The British ambassador to the Sudan came out of his London home today to assure stranded Britons that every effort was made to bring them to safety.

Giles Lever, who has experience defying the Taliban while stationed in Kabul, said he had returned to Britain in a fleece and jeans for a holiday from Khartoum and circumstances forced him to stay and from help London.

Outside his home in leafy Wimbledon, Mr Lever told MailOnline: ‘I came back here for a planned holiday over Easter and was unable to return. Before I left I had worked hard for three months on the problems in Sudan.

“I hadn’t seen my wife for Christmas and my vacation was approved by my boss. But I can’t get back there.

‘But it is incorrect to say that the embassy was deserted. While I said goodbye, a very high-ranking diplomat, my deputy, was in charge.’
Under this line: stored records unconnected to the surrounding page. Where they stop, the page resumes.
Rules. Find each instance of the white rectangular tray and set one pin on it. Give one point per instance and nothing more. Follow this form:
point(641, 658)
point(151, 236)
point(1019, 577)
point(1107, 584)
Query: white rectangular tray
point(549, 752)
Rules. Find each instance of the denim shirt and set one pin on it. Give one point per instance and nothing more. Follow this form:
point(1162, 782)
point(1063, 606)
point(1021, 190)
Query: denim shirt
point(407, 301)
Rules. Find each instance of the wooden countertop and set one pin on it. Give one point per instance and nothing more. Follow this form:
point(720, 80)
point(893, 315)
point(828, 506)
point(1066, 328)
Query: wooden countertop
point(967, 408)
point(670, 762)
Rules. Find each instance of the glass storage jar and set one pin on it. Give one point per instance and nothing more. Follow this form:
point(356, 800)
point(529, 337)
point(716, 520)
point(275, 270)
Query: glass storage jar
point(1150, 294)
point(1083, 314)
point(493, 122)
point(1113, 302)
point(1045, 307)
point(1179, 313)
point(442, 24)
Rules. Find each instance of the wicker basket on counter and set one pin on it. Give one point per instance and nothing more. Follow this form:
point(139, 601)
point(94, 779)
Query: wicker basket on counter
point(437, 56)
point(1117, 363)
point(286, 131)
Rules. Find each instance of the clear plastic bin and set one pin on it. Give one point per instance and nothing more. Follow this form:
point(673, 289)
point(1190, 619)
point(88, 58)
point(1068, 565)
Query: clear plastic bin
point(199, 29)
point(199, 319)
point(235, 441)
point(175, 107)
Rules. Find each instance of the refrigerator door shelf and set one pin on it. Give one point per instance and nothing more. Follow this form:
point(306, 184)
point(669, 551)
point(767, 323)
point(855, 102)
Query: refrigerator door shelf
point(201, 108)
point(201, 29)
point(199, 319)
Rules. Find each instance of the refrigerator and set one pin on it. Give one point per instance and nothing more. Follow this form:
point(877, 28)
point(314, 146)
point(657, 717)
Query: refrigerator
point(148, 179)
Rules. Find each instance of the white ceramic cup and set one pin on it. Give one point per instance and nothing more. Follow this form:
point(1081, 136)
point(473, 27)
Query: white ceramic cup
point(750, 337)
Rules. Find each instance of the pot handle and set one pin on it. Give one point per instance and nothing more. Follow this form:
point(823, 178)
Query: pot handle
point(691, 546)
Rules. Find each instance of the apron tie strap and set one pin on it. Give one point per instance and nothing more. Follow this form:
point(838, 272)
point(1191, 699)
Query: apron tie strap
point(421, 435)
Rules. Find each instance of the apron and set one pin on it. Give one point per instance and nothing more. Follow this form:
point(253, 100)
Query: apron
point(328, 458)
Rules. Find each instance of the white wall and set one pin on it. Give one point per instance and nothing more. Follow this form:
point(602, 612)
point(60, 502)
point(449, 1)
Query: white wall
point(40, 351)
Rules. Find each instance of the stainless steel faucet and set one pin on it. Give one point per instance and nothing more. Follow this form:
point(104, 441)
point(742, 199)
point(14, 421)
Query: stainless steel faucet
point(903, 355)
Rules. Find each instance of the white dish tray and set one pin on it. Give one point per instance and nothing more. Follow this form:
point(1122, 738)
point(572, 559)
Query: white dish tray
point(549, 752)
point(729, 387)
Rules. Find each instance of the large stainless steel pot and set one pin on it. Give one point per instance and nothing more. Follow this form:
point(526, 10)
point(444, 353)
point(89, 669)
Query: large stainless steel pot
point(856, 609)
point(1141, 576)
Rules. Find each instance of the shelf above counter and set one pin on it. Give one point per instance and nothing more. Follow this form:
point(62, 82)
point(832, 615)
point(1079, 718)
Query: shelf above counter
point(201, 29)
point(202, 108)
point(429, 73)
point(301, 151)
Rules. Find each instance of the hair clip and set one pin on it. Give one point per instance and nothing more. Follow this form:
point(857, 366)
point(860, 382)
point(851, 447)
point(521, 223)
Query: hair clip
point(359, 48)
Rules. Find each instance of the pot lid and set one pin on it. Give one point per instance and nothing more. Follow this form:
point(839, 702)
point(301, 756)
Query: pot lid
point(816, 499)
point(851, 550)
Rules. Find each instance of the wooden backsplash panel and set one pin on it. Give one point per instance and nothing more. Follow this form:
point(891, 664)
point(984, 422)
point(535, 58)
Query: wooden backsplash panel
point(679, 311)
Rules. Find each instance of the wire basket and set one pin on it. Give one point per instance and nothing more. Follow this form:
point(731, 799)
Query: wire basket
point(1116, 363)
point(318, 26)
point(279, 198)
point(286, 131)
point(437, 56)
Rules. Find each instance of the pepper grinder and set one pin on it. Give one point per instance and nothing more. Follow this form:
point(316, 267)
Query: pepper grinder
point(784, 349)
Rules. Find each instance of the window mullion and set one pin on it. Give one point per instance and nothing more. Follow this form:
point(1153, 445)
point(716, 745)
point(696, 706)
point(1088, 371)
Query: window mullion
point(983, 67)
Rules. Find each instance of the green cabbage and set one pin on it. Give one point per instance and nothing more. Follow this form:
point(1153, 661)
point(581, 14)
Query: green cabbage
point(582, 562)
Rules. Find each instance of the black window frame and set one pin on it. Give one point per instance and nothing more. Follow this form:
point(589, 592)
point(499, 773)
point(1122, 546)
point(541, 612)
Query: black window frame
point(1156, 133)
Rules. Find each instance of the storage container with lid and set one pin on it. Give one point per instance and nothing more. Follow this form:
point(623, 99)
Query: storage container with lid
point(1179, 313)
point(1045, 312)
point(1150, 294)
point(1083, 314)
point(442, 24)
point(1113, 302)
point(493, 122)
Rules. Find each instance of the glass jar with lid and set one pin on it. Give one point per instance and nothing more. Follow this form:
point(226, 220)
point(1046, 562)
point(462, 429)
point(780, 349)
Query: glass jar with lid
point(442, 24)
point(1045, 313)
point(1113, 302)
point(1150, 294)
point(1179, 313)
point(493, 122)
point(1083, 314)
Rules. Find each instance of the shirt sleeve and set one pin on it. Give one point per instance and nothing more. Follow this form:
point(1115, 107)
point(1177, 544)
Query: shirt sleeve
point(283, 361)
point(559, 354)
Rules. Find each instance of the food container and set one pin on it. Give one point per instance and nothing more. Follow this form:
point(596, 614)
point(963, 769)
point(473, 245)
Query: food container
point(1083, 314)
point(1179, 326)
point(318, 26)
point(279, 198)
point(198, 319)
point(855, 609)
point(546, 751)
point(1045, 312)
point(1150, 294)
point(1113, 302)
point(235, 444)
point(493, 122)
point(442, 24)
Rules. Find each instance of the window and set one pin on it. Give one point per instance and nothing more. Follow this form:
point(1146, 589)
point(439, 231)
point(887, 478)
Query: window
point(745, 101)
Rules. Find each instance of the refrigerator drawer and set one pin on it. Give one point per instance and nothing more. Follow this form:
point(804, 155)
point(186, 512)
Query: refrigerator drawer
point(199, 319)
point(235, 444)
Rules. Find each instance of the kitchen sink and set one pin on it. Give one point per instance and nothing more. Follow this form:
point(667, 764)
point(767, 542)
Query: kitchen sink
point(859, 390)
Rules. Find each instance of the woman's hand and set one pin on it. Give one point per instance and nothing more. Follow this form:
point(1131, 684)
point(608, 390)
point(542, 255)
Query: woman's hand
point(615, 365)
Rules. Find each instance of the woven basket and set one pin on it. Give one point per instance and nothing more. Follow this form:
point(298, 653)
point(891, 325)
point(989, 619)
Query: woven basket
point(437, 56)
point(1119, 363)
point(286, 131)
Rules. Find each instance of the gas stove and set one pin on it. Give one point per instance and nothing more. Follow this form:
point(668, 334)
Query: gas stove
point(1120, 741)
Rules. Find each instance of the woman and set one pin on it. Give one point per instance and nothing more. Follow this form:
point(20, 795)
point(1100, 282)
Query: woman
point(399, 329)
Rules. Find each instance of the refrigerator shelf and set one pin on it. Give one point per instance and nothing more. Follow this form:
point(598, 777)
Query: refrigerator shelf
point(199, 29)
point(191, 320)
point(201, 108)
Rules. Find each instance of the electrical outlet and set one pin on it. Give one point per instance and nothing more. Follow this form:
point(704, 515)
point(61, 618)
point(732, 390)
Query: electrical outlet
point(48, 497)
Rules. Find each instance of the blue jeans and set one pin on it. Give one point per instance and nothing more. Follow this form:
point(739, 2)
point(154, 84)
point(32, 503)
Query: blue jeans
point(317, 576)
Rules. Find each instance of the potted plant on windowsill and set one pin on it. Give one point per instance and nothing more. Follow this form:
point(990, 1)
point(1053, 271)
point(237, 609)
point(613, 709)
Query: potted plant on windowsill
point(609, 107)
Giles Lever, the British Ambassador to Sudan, pictured outside his home in London

The Indonesian embassy in the center of Khartoum is now the scene of a damaged battlefield

The Indonesian embassy in the center of Khartoum is now the scene of a damaged battlefield

Lever said he had been working 20 hours a day since his return to liaise with the State Department and other officials to help the stranded Britons.

“It’s a war zone there and it’s impossible for me to return because there’s no way to get into Khartoum now that the airport is being dismantled.”

He denied that his own safety or that of diplomatic colleagues had been prioritized over that of fellow Britons.

“It is physically impossible to work or even return from there.

He added: ‘There are people working around the clock to get British people out and to safety.

‘I worked in the crisis center and spoke with ministers.

“If you enter the crisis center, you will find people there at 2 a.m. who are making an effort to organize evacuations at any time.”

A diplomatic source said the situation in Khartoum has become “extremely dangerous” for the British

and people from other countries with British troops expected to land in Sudan within days.

Foreign nations pushed through with frantic evacuations of their citizens on April 24 from chaos-torn Sudan, where heavy fighting raged for a 10th day

Foreign nations pushed through with frantic evacuations of their citizens on April 24 from chaos-torn Sudan, where heavy fighting raged for a 10th day

Passengers from Sudan disembark from a Spanish Air Force plane at Torrejon Air Force Base in Madrid

Passengers from Sudan disembark from a Spanish Air Force plane at Torrejon Air Force Base in Madrid

Turkish citizens brought to Turkiye are waiting for the official procedure at the border gate of Metema

Turkish citizens brought to Turkiye are waiting for the official procedure at the border gate of Metema

A diplomatic source said the situation in Khartoum has become “extremely dangerous” for the British

and people from other countries with British troops expected to land in Sudan within days.

“Even the ambassador’s official residence is dangerous because a bomb hit his house and landed in the garden after he left on vacation.

“There are fears it could explode and it would be dangerous to be there. These are very worrying times.

It is not correct to say that diplomats have put their own safety first. This is a crisis that needs to be tackled with expertise and experience.

‘The personal safety and health of Britons in Sudan is paramount.’

Jackyhttps://whatsnew2day.com/
The author of what'snew2day.com is dedicated to keeping you up-to-date on the latest news and information.